LTS: HOWTO Training LTS rules for Catalan in Festival
Javier Prez
Barcelona, 2007

*The* main script is "upc_catalan_lts_rules", and it should be called like:

./upc_catalan_lts_rules allowables.scm dictionary lts_dir

It needs two input files, and an output directory where the Scheme file "upc_catalan_lts_rulse.scm" is created. 

Input files:

 - allowables.scm : lists each character and its possible phonemes. We have created some "multiphonemes" to account for those cases where one letter corresponds to more than one phoneme. This is a limitation of the LTS training: only one (or zero) phonemes are allowed for each letter. The multiphonemes are marked with a dash "-".

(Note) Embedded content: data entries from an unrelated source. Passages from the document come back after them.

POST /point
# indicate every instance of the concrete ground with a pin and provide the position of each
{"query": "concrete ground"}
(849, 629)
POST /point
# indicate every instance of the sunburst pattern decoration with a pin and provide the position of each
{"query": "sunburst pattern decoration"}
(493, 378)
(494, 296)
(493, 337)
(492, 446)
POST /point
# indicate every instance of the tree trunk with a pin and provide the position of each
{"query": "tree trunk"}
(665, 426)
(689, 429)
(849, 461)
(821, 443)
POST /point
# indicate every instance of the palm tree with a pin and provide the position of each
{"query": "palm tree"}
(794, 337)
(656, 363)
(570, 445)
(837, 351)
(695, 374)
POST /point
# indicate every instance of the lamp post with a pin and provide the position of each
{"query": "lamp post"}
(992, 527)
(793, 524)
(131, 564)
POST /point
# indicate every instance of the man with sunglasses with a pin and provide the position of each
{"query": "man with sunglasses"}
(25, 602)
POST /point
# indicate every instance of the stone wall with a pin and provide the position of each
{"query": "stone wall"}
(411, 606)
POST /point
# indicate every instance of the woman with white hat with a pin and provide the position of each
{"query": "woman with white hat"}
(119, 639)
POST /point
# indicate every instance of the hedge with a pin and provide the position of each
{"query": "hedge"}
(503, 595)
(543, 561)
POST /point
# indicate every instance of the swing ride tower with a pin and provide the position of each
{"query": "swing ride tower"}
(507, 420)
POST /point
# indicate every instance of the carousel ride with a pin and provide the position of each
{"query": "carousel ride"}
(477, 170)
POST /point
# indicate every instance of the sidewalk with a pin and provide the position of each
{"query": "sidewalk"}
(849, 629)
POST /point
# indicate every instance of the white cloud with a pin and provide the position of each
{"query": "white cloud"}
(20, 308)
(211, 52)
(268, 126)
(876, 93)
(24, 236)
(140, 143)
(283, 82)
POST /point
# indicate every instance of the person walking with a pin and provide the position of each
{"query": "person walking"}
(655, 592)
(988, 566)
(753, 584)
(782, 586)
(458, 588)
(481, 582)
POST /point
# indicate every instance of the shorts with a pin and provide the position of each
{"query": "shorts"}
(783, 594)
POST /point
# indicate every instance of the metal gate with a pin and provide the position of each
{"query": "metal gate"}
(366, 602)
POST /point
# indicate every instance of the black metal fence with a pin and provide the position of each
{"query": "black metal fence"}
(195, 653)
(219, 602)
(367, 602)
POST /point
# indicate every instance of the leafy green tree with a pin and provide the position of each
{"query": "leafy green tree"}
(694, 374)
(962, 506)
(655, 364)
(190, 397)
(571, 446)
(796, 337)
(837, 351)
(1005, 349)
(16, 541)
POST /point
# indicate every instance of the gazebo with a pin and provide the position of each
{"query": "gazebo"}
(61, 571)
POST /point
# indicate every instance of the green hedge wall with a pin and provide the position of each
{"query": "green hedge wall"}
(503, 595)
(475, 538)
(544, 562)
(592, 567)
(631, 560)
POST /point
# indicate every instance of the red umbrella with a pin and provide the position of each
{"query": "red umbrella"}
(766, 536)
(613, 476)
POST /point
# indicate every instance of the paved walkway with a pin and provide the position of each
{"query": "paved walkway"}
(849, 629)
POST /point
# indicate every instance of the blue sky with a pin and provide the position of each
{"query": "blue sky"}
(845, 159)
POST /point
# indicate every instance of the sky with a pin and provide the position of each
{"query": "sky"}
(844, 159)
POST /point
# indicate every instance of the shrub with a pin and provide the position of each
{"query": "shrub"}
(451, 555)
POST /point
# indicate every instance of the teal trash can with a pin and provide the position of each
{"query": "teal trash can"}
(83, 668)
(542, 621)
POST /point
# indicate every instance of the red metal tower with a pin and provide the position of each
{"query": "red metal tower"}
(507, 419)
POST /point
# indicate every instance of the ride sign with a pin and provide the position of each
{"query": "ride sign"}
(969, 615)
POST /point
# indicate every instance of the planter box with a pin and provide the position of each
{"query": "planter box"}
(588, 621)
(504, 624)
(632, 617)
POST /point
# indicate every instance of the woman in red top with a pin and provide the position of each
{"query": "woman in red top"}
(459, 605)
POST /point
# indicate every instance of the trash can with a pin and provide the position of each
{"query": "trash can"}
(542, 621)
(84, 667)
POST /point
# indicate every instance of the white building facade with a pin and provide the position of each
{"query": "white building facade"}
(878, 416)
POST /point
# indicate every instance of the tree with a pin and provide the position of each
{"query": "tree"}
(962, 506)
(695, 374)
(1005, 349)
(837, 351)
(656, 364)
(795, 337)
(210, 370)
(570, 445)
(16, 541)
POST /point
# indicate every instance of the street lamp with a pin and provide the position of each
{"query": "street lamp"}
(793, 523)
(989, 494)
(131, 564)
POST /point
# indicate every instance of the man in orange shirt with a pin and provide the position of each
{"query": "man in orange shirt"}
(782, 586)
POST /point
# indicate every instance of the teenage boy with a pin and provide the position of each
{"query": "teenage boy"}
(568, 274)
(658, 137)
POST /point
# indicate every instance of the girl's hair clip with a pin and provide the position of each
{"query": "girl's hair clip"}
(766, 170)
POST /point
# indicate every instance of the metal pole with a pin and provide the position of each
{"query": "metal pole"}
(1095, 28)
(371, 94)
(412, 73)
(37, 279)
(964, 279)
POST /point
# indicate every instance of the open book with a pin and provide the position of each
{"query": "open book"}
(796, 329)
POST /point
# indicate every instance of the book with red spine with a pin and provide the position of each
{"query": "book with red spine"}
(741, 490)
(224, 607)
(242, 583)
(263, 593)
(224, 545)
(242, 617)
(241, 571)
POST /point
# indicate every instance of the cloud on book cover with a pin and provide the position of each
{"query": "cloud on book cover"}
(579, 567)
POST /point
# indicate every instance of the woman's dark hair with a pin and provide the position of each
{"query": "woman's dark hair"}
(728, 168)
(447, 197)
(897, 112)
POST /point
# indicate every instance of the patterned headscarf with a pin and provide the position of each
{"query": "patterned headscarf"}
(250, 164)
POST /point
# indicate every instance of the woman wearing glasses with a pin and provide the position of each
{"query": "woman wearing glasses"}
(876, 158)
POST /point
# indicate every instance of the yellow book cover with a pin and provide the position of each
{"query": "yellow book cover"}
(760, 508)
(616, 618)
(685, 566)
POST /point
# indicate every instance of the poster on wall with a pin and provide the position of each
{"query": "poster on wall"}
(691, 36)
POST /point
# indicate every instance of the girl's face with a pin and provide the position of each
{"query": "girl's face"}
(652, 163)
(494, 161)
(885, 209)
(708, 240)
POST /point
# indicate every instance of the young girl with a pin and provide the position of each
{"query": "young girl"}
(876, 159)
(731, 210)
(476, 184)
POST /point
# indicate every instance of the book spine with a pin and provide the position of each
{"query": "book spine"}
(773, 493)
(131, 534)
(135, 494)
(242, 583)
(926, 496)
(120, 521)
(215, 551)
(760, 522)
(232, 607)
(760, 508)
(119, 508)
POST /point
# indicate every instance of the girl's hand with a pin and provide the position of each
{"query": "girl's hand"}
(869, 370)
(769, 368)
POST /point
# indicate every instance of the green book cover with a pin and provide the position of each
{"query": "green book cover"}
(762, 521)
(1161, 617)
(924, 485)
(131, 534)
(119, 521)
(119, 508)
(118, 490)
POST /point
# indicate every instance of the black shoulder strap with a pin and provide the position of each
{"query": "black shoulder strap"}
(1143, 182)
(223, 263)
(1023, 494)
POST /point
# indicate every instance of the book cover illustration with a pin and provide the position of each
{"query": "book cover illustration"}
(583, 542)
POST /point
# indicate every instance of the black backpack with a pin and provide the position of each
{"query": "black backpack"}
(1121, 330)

 - dictionary: in Festival format.


What it does...

The first step is to convert the dictionary into Wagon's format, eliminating those words with only 4 or less letters, abbreviations and some "weird" words (foreign words mainly) that should not be used to train automatic LTS.

The output file is directly pluggable into $FESTDIR/lib/dicts/upc/, so this directory can be passed as the output directory off the script.


Run without arguments for help message:
 

Script to generate LTS rules for Catalan

 Usage:
       ./upc_catalan_lts_rules allowables.scm dictionary lts_file

 Input files:
       allowables.scm  --  list of graphemes and possible phonemes
       dictionary      --  dictionary to learn LTS (Festival format)

 Output files:
       lts_dir         --  LTS rules output directory (the Scheme format file
                       "upc_catalan_lts_rules.scm" will be created there)


In order to change the context when training CARTs with wagon, build_lts_rules must be edited. For instance, if we don't want 4-grams, only 3-grams, lines referring to "p.p.p.p.name" and "n.n.n.n.name" need to be changed, adding " ignore":

echo ') (p.p.p.p.name ignore ' >>ltsLTS.desc